On July 16, 2021, the District Court for the Western District of Wisconsin dismissed without prejudice four ERISA claims brought by a former employee alleging mismanagement of Infinity’s defined-contribution 401(k) plan. Plaintiff’s two Fair Labor Standards Act claims were not at issue and remain pending.

Plaintiff alleged that plan fiduciaries violated their fiduciary duties by offering allegedly imprudent, actively managed investment options, and by paying excessive administrative and recordkeeping fees. The court found that plaintiff lacked standing to assert her ERISA claims for two main reasons.

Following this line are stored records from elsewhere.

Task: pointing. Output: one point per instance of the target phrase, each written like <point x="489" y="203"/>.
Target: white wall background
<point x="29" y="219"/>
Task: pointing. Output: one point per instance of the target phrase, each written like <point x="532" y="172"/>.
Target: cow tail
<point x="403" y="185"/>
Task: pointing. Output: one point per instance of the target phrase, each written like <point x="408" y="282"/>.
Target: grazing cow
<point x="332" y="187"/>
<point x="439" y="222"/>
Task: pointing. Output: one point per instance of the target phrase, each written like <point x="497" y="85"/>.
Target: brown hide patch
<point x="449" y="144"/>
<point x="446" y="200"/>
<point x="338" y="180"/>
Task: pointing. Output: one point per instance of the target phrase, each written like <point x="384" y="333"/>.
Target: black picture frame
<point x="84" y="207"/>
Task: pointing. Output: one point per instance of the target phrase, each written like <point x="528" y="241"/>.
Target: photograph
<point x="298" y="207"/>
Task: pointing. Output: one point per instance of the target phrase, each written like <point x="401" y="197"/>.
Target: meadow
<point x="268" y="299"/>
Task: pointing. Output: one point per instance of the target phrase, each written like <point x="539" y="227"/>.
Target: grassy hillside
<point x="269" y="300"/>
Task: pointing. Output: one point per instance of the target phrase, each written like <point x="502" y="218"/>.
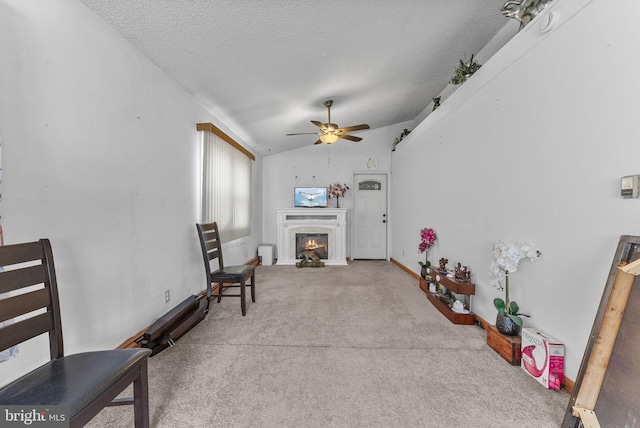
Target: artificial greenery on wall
<point x="464" y="70"/>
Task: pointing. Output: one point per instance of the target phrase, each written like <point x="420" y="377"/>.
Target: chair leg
<point x="141" y="397"/>
<point x="253" y="287"/>
<point x="243" y="302"/>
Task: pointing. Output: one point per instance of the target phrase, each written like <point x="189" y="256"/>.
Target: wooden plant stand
<point x="508" y="347"/>
<point x="461" y="288"/>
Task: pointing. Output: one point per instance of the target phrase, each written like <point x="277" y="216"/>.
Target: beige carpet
<point x="341" y="346"/>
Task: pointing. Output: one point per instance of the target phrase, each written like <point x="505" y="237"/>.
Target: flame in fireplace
<point x="312" y="244"/>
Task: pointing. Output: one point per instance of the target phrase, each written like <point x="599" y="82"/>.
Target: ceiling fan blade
<point x="354" y="128"/>
<point x="319" y="124"/>
<point x="349" y="137"/>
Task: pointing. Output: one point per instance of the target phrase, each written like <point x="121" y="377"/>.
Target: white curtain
<point x="226" y="187"/>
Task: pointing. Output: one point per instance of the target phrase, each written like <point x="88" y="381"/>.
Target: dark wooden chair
<point x="86" y="382"/>
<point x="223" y="276"/>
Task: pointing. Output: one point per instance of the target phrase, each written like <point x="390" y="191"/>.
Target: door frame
<point x="387" y="211"/>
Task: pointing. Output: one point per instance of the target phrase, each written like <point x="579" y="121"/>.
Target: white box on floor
<point x="543" y="358"/>
<point x="266" y="254"/>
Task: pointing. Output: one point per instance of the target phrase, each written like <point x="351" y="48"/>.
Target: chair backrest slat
<point x="211" y="249"/>
<point x="19" y="278"/>
<point x="20" y="253"/>
<point x="24" y="304"/>
<point x="14" y="334"/>
<point x="23" y="301"/>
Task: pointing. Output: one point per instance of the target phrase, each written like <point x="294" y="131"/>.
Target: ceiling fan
<point x="329" y="132"/>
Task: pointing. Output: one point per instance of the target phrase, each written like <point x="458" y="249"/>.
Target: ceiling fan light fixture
<point x="329" y="138"/>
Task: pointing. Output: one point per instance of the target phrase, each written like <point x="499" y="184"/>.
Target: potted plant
<point x="337" y="190"/>
<point x="507" y="256"/>
<point x="464" y="70"/>
<point x="427" y="239"/>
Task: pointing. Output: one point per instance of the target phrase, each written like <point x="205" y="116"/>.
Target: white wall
<point x="322" y="165"/>
<point x="532" y="148"/>
<point x="101" y="155"/>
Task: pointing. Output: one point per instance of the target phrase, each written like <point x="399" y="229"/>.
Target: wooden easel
<point x="591" y="391"/>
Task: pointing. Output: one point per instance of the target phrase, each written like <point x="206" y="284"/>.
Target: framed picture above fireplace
<point x="310" y="197"/>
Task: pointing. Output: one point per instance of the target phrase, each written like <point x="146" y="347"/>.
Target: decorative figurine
<point x="436" y="103"/>
<point x="462" y="274"/>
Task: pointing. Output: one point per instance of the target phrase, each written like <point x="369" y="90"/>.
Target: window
<point x="226" y="183"/>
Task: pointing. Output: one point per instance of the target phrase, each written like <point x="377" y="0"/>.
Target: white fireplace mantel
<point x="332" y="221"/>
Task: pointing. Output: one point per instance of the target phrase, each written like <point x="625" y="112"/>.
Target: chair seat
<point x="75" y="380"/>
<point x="231" y="272"/>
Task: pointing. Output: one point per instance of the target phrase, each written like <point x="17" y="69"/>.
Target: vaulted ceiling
<point x="266" y="67"/>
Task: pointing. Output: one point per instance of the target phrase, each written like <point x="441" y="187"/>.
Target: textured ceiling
<point x="266" y="67"/>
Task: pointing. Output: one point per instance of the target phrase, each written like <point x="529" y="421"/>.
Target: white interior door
<point x="370" y="217"/>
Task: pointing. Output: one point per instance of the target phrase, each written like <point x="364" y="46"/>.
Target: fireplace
<point x="317" y="243"/>
<point x="328" y="226"/>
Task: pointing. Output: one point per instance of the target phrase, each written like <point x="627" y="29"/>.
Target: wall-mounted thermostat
<point x="630" y="186"/>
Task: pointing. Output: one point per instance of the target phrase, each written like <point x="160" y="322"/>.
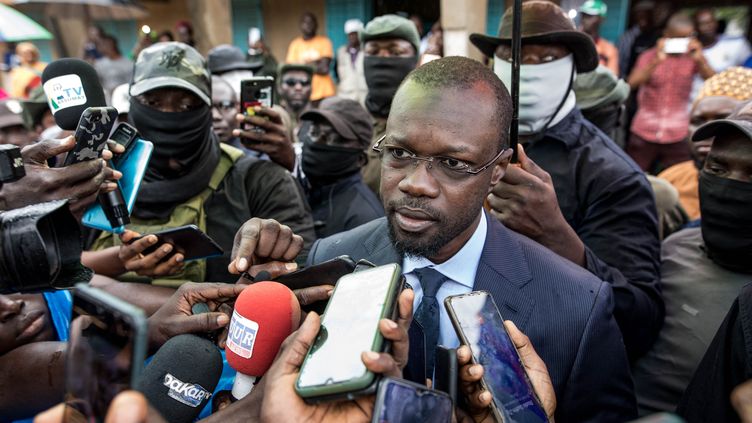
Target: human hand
<point x="274" y="140"/>
<point x="479" y="400"/>
<point x="176" y="316"/>
<point x="152" y="264"/>
<point x="282" y="403"/>
<point x="261" y="241"/>
<point x="126" y="407"/>
<point x="81" y="182"/>
<point x="525" y="201"/>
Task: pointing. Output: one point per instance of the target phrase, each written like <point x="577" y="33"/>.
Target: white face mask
<point x="542" y="90"/>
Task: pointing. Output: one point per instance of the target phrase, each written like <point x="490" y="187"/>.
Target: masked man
<point x="702" y="271"/>
<point x="576" y="192"/>
<point x="192" y="178"/>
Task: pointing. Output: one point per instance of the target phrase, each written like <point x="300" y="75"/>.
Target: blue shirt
<point x="460" y="269"/>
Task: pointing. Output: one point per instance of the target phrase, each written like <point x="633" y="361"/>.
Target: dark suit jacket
<point x="564" y="310"/>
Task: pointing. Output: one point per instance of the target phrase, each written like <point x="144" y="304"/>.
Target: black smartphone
<point x="256" y="91"/>
<point x="187" y="240"/>
<point x="402" y="401"/>
<point x="478" y="324"/>
<point x="106" y="352"/>
<point x="445" y="371"/>
<point x="91" y="135"/>
<point x="333" y="368"/>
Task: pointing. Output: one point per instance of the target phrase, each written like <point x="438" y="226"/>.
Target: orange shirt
<point x="608" y="55"/>
<point x="685" y="178"/>
<point x="303" y="52"/>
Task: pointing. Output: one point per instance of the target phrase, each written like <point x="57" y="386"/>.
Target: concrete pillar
<point x="212" y="23"/>
<point x="459" y="19"/>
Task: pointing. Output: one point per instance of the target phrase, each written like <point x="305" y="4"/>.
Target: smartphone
<point x="257" y="91"/>
<point x="478" y="324"/>
<point x="333" y="368"/>
<point x="402" y="401"/>
<point x="187" y="240"/>
<point x="106" y="352"/>
<point x="91" y="135"/>
<point x="676" y="45"/>
<point x="445" y="371"/>
<point x="124" y="134"/>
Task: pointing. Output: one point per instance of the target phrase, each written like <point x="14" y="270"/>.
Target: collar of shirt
<point x="462" y="266"/>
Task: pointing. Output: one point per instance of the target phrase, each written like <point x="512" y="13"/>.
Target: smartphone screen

First, plaintiff included a list of the allegedly imprudent funds in her complaint, but Infinity provided evidence that all of her retirement assets were invested in a fund that was not included on the list. Because standing is a question of subject-matter jurisdiction, the court permitted evidence outside the complaint. The court went on to hold that because Infinity’s evidence regarding plaintiff’s investments called her standing into question, the burden shifted to plaintiff to adduce competent proof that standing existed. The court then held that plaintiff failed to meet that burden because she offered no proof that she was injured.

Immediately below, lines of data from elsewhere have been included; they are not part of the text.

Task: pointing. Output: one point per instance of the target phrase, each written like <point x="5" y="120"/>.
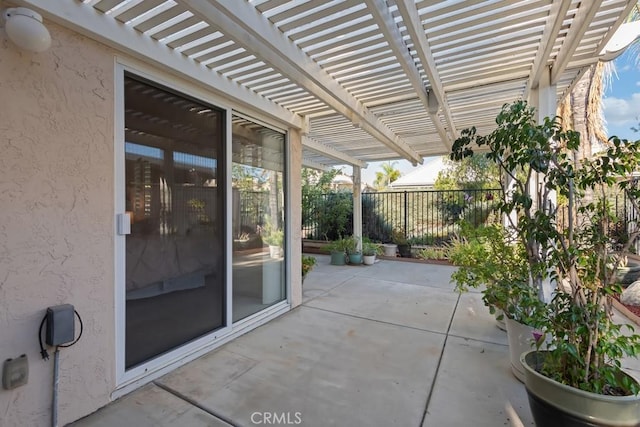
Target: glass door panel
<point x="258" y="176"/>
<point x="175" y="284"/>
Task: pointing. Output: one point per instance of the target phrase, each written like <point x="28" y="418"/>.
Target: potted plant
<point x="308" y="262"/>
<point x="399" y="238"/>
<point x="338" y="250"/>
<point x="369" y="252"/>
<point x="491" y="257"/>
<point x="577" y="380"/>
<point x="354" y="255"/>
<point x="274" y="238"/>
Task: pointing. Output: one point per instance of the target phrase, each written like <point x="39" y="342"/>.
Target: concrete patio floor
<point x="389" y="344"/>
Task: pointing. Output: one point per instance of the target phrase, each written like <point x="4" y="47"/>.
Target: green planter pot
<point x="338" y="258"/>
<point x="559" y="405"/>
<point x="355" y="259"/>
<point x="405" y="251"/>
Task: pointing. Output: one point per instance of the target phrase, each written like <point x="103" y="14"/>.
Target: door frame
<point x="140" y="372"/>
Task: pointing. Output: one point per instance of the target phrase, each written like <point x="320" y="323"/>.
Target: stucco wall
<point x="56" y="220"/>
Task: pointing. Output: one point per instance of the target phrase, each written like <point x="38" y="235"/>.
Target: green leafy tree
<point x="388" y="174"/>
<point x="475" y="172"/>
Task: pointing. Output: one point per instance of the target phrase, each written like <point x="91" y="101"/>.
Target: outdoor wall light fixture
<point x="24" y="27"/>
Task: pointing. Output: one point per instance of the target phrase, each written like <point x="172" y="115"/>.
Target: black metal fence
<point x="422" y="217"/>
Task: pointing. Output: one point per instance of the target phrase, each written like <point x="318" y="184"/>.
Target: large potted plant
<point x="492" y="258"/>
<point x="577" y="380"/>
<point x="338" y="250"/>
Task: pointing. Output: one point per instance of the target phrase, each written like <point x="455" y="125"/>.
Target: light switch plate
<point x="15" y="372"/>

Second, with respect to plaintiff’s excessive fee argument, Infinity provided evidence that the one fund in which plaintiff invested did not pay any recordkeeping fees. The court noted that to survive a motion to dismiss her fee claims, plaintiff needed to provide competent proof that she paid recordkeeping fees. Plaintiff failed to satisfy this burden with mere speculation and reliance on the allegations in her complaint.

The case is Lange v. Infinity Healthcare Physicians, S.C., 20-cv-737-jdp (W.D. Wis. July 16, 2021).